Most of the information available about Miss Floyer comes one of our previously featured #WomensHistoryWednesday woman, Mary Lawson. In Lawson’s book, History of the Townships of Dartmouth, Preston and Lawrencetown, Margaret Floyer is described as “a refined, intellectual woman, with a sweet sad face, gentle and winning address, very reticent and quiet, but exceedingly courteous to all who knew her.” Lieutenant William Floyer left Dartmouth sometime after 1795 to join his regiment in Jamaica. It was a surprise to the community that Miss Floyer did not join him. Nobody was sure why not. No reason was given when asked, which seems to be pretty common when it comes to Miss Floyer.
The marital status of Margaret Floyer is also a bit of a mystery, despite always being referred to as Miss Floyer. On a land deed from August 1786, she is described as a ‘widow’. On another deed from January 2, 1789, the whole land was mortgaged to Lieutenant Floyer and Margaret Floyer, a ‘single woman’. However, after that she is again listed as a ‘widow’ on mortgage documents. Community members at the time suspected William was her lover and not her brother, but historical records seem to support him being her brother.
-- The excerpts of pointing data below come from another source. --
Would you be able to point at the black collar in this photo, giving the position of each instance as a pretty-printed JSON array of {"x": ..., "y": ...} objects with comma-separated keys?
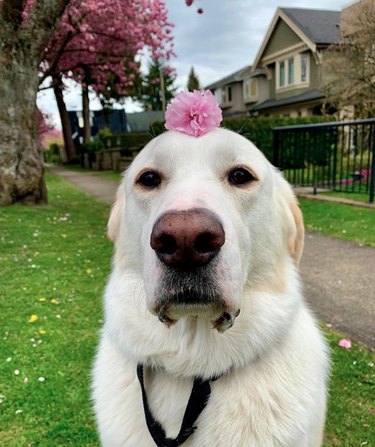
[{"x": 198, "y": 399}]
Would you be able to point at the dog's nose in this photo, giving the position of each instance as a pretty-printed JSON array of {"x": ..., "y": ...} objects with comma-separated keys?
[{"x": 187, "y": 239}]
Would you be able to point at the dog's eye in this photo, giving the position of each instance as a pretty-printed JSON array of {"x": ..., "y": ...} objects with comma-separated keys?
[
  {"x": 150, "y": 179},
  {"x": 240, "y": 176}
]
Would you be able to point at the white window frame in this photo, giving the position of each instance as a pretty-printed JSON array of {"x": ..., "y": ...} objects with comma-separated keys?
[
  {"x": 247, "y": 87},
  {"x": 218, "y": 95},
  {"x": 296, "y": 80}
]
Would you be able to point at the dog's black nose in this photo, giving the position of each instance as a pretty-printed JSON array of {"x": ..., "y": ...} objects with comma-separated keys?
[{"x": 187, "y": 239}]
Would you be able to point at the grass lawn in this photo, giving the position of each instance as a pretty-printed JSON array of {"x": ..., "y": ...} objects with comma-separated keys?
[
  {"x": 55, "y": 260},
  {"x": 341, "y": 221},
  {"x": 111, "y": 175}
]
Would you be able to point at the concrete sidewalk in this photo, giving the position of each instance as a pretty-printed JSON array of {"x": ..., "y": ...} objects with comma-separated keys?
[{"x": 338, "y": 276}]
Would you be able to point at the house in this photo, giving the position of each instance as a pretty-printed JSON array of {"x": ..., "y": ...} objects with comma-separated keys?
[
  {"x": 115, "y": 120},
  {"x": 284, "y": 79},
  {"x": 291, "y": 56}
]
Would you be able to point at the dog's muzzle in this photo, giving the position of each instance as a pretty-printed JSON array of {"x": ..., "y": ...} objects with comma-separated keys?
[
  {"x": 187, "y": 239},
  {"x": 187, "y": 244}
]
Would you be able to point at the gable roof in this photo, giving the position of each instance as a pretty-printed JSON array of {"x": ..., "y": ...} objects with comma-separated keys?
[
  {"x": 320, "y": 26},
  {"x": 313, "y": 26}
]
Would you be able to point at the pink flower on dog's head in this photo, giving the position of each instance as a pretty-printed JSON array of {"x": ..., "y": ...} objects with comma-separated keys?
[{"x": 194, "y": 113}]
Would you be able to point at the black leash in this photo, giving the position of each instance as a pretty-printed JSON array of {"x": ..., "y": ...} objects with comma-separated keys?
[{"x": 198, "y": 399}]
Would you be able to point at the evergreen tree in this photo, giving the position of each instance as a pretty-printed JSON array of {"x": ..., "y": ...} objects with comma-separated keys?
[
  {"x": 158, "y": 76},
  {"x": 193, "y": 81}
]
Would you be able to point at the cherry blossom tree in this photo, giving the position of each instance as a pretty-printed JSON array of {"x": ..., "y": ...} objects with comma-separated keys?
[
  {"x": 97, "y": 43},
  {"x": 41, "y": 38}
]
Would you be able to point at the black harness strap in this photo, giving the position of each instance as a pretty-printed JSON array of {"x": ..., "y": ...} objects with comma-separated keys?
[{"x": 198, "y": 399}]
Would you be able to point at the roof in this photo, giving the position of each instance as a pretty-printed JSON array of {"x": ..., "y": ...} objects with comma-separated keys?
[
  {"x": 310, "y": 95},
  {"x": 237, "y": 76},
  {"x": 320, "y": 26},
  {"x": 141, "y": 121},
  {"x": 313, "y": 26}
]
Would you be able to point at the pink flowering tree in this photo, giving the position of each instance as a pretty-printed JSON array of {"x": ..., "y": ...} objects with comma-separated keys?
[
  {"x": 96, "y": 45},
  {"x": 40, "y": 36}
]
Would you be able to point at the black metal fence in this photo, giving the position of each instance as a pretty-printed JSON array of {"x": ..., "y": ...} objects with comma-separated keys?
[{"x": 337, "y": 156}]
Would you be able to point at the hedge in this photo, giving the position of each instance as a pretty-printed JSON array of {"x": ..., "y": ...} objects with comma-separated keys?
[
  {"x": 258, "y": 130},
  {"x": 126, "y": 140}
]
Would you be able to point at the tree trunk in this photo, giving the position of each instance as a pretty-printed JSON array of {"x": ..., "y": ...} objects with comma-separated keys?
[
  {"x": 21, "y": 162},
  {"x": 64, "y": 118},
  {"x": 86, "y": 114}
]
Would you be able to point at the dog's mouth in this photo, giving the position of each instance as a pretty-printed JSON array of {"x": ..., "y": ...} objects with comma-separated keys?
[{"x": 193, "y": 294}]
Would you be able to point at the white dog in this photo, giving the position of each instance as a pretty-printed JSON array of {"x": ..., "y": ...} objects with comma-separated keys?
[{"x": 205, "y": 289}]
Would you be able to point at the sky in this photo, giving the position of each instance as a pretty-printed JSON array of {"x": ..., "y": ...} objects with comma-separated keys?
[{"x": 225, "y": 38}]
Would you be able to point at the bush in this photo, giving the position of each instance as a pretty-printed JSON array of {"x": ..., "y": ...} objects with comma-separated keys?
[
  {"x": 257, "y": 130},
  {"x": 126, "y": 140},
  {"x": 93, "y": 146},
  {"x": 52, "y": 155}
]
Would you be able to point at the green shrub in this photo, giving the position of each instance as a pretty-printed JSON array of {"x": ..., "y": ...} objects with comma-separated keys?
[
  {"x": 93, "y": 145},
  {"x": 52, "y": 155},
  {"x": 126, "y": 140}
]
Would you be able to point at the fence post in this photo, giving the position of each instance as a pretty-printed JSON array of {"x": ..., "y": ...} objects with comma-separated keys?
[
  {"x": 276, "y": 147},
  {"x": 372, "y": 178}
]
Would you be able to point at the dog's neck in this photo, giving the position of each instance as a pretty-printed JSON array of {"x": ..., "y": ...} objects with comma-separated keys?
[{"x": 198, "y": 400}]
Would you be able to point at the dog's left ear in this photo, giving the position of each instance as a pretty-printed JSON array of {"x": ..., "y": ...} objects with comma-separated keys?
[
  {"x": 291, "y": 215},
  {"x": 117, "y": 213}
]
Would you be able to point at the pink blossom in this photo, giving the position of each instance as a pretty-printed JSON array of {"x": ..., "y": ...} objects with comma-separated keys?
[
  {"x": 194, "y": 113},
  {"x": 345, "y": 343}
]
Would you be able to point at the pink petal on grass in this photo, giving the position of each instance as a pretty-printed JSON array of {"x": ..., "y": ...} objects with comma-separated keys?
[{"x": 345, "y": 343}]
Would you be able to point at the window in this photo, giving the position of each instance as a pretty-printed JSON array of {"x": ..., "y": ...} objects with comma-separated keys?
[
  {"x": 226, "y": 95},
  {"x": 250, "y": 87},
  {"x": 218, "y": 95},
  {"x": 229, "y": 94},
  {"x": 304, "y": 60},
  {"x": 282, "y": 74},
  {"x": 291, "y": 71}
]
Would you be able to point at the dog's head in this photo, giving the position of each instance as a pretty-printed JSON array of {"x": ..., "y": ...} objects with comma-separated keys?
[{"x": 201, "y": 219}]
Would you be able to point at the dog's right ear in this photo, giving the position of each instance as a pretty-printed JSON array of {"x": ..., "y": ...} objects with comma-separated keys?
[{"x": 117, "y": 213}]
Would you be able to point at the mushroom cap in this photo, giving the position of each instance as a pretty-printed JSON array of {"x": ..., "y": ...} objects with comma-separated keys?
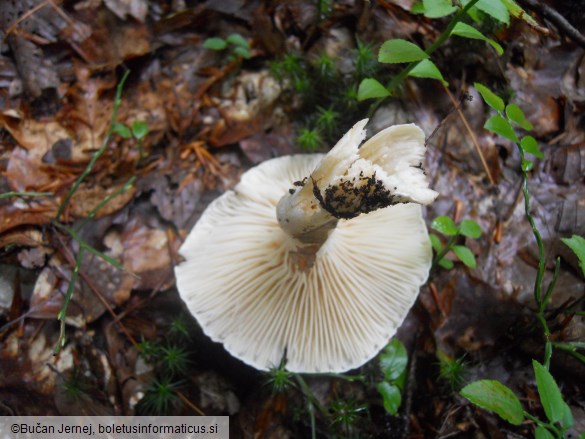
[{"x": 241, "y": 282}]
Another interesting aspect of her story is the male lodger she had residing with her from 1793 to 1814 After St. Pierre was taken by the British, Monsieur Danseville, the governor of was transported to Halifax and after coming across her cottage, he asked to reside with her. Soon after he built a larger house on her property since he did not know how long it would be before he could return to France. It was known as the Governor’s House or Brookhouse. They resided together until 1814 when Monsieur Danseville returned to France.
Margaret Floyer died on December 8, 1815 and is buried in Woodlawn Cemetery.